Propostas que o Congresso quer, mas que não estão no radar do governo
1. Prisão para condenados em segunda instância
Apesar de o tema ter bastante apoio no Congresso, inclusive entre representantes do bolsonarismo, não terá um aval explícito do presidente da República. Bolsonaro disse em dezembro que não iria “interferir” no debate sobre a proposta no Congresso. Na Câmara, a comissão que debate o assunto é presidida por Marcelo Ramos (PL-AM) e tem como relator Fábio Trad (PSD-MS).
2. Mudança na escolha de ministros do STF
O presidente do Senado, Davi Alcolumbre, colocou entre suas prioridades para 2020 a discussão de uma PEC que modifica os critérios para escolha de ministros do Supremo Tribunal Federal (STF). Em vez de uma escolha do presidente da República, a decisão seria tomada a partir de uma lista tríplice. A PEC também determina que os magistrados tenham mandato de dez anos de duração; hoje o cargo de ministro do STF não tem limitação de tempo, encerrando-se apenas com a aposentadoria compulsória (aos 75 anos).
A proposta não deve ter tramitação acelerada no Legislativo, mas conta com a simpatia de parlamentares de diferentes partidos. Por parte do governo, não figura entre as prioridades. Há inclusive quem veja na proposta uma tentativa de enfraquecer o presidente Bolsonaro.
3. Projetos da área social
A Câmara deve discutir em 2020 um conjunto de projetos para a área social que foi apresentado no segundo semestre do ano passado por um grupo de deputados liderado por Tabata Amaral (PDT-SP).

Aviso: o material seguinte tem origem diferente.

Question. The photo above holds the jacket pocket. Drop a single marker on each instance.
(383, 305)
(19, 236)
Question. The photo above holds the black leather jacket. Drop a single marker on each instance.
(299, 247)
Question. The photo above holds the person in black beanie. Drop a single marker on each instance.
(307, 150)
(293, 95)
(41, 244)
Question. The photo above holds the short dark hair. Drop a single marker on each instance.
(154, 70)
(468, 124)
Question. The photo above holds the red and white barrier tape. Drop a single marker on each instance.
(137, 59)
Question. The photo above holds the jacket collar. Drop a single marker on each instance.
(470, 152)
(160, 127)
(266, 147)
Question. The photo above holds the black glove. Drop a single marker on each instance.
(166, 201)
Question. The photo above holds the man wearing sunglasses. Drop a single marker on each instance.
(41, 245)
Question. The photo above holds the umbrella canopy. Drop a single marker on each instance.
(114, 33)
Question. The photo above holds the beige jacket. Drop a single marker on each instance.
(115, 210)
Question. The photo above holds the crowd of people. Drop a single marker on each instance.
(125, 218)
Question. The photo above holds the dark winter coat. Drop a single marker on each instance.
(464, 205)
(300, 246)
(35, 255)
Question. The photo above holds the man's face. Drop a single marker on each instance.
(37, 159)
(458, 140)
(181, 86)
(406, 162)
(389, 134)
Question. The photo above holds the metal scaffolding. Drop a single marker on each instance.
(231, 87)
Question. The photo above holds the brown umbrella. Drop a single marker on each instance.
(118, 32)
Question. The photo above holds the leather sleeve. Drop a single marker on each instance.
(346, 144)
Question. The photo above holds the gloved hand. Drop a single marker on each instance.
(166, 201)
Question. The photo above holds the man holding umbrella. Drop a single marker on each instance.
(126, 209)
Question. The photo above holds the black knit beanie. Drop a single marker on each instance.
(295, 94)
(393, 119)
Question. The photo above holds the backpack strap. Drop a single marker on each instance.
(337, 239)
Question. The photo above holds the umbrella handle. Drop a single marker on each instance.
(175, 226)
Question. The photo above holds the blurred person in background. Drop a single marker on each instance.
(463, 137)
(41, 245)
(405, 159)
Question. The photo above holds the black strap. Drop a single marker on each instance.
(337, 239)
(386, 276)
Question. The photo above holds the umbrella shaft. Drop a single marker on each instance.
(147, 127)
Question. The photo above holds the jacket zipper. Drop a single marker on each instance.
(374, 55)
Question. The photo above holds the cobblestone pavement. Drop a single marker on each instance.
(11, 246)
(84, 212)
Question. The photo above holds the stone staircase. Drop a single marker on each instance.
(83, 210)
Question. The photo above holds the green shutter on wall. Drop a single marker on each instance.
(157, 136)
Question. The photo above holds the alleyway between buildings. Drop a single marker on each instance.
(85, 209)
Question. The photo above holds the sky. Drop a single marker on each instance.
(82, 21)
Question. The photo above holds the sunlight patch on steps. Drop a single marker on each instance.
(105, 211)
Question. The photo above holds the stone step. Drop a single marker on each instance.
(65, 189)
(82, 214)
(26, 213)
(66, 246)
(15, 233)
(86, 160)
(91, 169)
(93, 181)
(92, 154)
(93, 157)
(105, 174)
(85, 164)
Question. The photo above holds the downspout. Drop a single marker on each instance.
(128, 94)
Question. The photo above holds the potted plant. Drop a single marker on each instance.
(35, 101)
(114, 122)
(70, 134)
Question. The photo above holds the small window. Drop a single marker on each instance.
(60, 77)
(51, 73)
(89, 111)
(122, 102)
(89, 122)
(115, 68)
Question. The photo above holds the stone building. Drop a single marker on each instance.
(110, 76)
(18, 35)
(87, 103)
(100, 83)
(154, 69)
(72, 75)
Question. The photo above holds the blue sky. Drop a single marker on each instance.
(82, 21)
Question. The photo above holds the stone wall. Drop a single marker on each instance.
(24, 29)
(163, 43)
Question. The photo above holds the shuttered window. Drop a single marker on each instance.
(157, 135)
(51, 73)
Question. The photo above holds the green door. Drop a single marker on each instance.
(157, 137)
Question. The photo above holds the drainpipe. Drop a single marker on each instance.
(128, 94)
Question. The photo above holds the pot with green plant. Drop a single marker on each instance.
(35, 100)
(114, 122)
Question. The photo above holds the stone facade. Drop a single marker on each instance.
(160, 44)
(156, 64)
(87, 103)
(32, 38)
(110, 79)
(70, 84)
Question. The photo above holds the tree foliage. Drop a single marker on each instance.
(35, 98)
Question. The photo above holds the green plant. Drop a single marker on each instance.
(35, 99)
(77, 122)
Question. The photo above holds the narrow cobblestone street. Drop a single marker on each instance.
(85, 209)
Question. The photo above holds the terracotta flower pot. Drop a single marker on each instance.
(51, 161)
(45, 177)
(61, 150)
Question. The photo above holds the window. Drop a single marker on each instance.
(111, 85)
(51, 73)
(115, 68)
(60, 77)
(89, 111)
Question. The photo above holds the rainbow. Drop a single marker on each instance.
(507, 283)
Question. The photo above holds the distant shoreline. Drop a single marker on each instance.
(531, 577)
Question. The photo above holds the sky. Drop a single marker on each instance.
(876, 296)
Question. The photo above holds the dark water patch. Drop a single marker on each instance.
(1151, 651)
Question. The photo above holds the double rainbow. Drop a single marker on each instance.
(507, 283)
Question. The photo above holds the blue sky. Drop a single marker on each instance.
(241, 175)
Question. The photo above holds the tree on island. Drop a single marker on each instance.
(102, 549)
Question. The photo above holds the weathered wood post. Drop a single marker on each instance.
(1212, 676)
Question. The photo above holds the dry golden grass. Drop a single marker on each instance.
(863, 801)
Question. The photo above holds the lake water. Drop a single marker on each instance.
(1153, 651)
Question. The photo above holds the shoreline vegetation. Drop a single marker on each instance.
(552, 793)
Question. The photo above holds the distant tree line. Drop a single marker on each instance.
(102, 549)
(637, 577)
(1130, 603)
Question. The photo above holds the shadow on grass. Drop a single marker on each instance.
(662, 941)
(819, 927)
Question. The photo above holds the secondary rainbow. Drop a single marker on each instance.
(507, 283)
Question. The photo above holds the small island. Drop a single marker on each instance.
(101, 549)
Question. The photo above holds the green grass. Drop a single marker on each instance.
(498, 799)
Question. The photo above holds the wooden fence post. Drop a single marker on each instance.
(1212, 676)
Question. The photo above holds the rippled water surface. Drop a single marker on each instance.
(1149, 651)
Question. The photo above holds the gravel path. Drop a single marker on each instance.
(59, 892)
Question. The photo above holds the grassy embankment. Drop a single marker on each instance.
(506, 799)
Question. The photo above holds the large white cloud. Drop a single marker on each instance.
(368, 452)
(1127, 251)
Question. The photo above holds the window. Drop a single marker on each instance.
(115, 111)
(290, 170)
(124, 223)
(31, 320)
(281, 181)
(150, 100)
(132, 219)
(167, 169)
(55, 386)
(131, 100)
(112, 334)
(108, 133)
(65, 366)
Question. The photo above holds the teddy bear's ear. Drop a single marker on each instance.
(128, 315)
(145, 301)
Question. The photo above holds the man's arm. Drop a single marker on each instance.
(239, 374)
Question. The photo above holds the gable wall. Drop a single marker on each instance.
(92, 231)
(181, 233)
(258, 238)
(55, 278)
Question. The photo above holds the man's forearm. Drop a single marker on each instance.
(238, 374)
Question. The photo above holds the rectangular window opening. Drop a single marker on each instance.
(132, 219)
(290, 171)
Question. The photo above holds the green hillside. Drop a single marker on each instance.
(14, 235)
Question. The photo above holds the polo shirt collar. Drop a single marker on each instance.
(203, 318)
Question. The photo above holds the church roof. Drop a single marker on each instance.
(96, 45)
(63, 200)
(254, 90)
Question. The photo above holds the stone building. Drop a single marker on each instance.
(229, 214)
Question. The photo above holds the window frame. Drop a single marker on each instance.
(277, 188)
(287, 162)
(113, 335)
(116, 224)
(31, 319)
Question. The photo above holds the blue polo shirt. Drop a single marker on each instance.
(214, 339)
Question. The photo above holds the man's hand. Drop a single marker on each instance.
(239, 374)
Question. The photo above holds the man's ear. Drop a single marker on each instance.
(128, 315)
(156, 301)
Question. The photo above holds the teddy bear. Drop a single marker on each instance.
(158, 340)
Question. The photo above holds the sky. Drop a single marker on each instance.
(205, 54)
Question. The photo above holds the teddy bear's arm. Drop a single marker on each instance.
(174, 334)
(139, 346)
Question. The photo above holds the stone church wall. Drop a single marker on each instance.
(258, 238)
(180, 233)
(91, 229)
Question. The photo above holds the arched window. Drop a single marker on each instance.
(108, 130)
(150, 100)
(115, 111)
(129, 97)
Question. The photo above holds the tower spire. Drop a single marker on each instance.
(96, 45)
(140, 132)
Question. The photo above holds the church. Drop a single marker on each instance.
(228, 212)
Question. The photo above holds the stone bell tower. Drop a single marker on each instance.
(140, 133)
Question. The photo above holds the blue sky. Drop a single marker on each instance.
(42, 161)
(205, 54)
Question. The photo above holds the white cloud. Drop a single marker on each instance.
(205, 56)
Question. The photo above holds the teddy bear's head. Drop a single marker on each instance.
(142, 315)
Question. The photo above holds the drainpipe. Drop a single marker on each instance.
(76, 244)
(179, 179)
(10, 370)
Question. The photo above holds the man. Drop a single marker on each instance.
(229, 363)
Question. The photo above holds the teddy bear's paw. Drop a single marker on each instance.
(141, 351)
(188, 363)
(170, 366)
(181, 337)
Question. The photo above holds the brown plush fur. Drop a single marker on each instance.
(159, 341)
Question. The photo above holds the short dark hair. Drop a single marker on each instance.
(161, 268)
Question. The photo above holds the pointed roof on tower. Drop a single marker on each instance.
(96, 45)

Os projetos de lei contemplam assuntos como saneamento, reajuste no Bolsa Família e reformulação na governança do Sistema Único de Assistência Social (Suas).
À época da apresentação da proposta, o conjunto de sugestões foi interpretado como um posicionamento da Câmara em um campo no qual o governo federal estava ausente.